BladeSystem - General
1748285 Members
3961 Online
108761 Solutions
New Discussion юеВ

BL460 (Gen 9/10) blades randomly losing NIC port on Cisco B22

 
TechToaster
Occasional Visitor

BL460 (Gen 9/10) blades randomly losing NIC port on Cisco B22

Hello - I am looking for some answers, or seeking someone that has experienced something like we have been here where I work. This has been an ongoing issue, and seems to only be getting worse. HPE support and Cisco have ZERO answers for us, instead we just constantly throw hardware (replacement Cisco B22 FEX modules) at the problem after getting the typical level 1 to level 2 run-around for a few days.
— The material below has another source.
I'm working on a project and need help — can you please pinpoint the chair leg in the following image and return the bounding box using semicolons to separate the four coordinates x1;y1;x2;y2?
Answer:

Its beginning to get quite frustrating. Below is the issue we are seeing....

We run C7000 chassis with a combination of BL460 Gen9 and Gen10 servers. These servers are configured to have 4x 10G NICs routed up thru Cisco B22 FEX modules in the chassis I/O slots 1, 2, 5 and 6.

In this past year, we have had countless instances where one of the 4 NICs will disconnect, and never reconnect. This happens completely at random, there is no rhyme or reason. The servers are just running in ESXi and suddenly lose a port. 
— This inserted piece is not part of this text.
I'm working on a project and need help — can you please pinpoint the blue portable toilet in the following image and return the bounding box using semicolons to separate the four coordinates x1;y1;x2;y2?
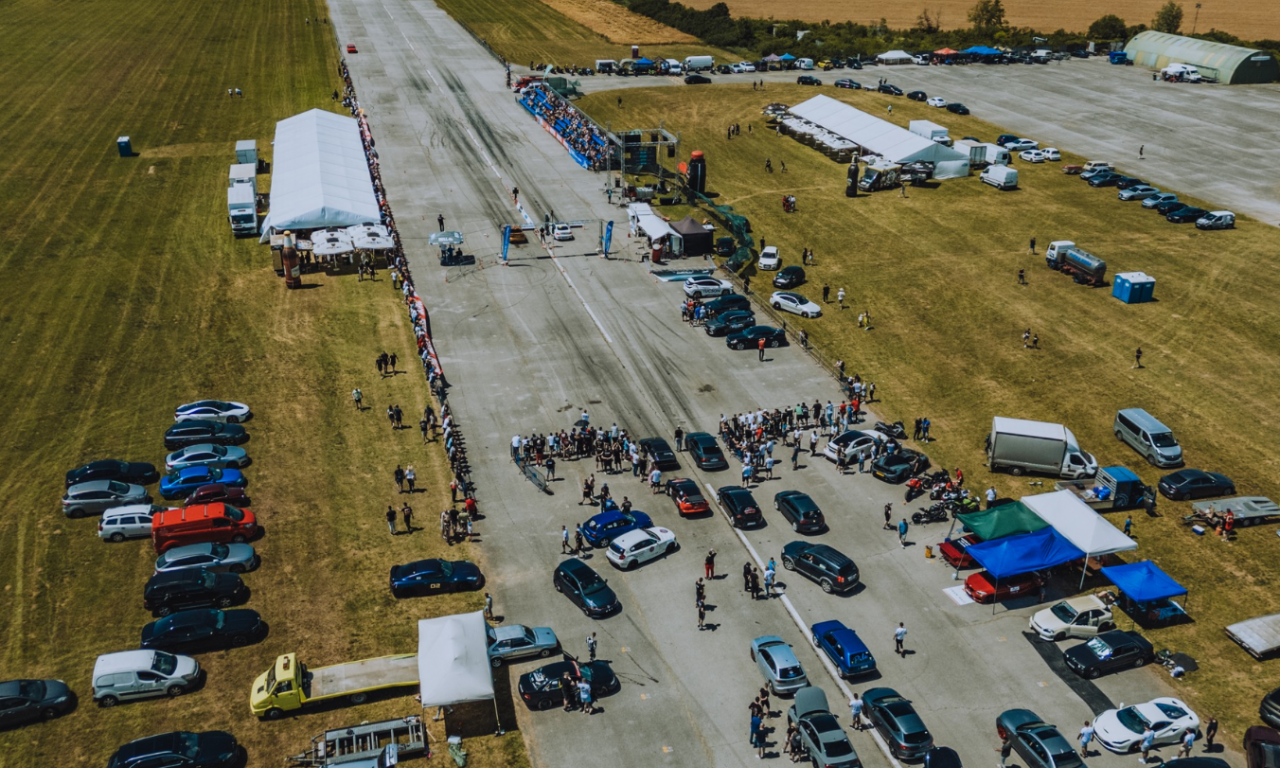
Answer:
1111;273;1156;303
When you check UEFI on that specific NIC and port, it shows "Disconnected" like there is no logical link between the NIC and the FEX/switch....

Here are the steps we have tried to get these working again:

Updated to latest FW levels

Reseating the blade, and the NICs 

Putting new NICs into the blade from known working blade - still same port showing D/C

Replacing NICs with new parts shipped directly from HPE - nothing 

Moving the blade into a DIFFERENT chassis with the same I/O setup and the port shows connected - this tells me that its a B22 issue. HPE agrees, and has tried multiple times to "pawn" us off to Cisco support. After countless phone calls with Cisco, they repeatedly tell us to work with HPE support. After getting back with HPE support (typically a level 2 rep by now - after DAYS of calling and going thru the same crap over and over) they suggest we replace the B22 FEX module. 

Replacing the B22 FEX has worked in the past - HOWEVER - we are working in a high availability environment and shifting productivity away from the chassis to replace the FEX isn't always feasible due to development timelines, current workload, deadlines and so on. This is happening more and more, and we have been getting in a position where there are random failed NICs in almost EVERY chassis we have. This creates a special issue where we have blades that are just turned off and not used because they don't have the 4x NICs we need for our environment and we cant replace the B22 FEX in the chassis to get it fixed. 

Like I said, HPE and Cisco don't seem to have a solid answer for me at all. Has anyone else been dealing with this? What are your solutions? Any help is welcome, thanks! 

4 REPLIES 4
frenchy94
Regular Advisor

Re: BL460 (Gen 9/10) blades randomly losing NIC port on Cisco B22

hi

shall you involve Vmware support , they have tools to track this kind of
issue

JY

TechToaster
Occasional Visitor

Re: BL460 (Gen 9/10) blades randomly losing NIC port on Cisco B22

While I would agree with you, this issue is not just our ESXi systems - also plagues our Windows blades as well. 

frenchy94
Regular Advisor

Re: BL460 (Gen 9/10) blades randomly losing NIC port on Cisco B22

you need to start with one OS first, ESX has lot of tools in board, no
need to install as window

so may be start to debug on ESX host first



TechToaster
Occasional Visitor

Re: BL460 (Gen 9/10) blades randomly losing NIC port on Cisco B22

Not sure youre fully understanding the issues we are having. This seems to be a hardware issue that we are having with the B22's. This is not tied to an operating system.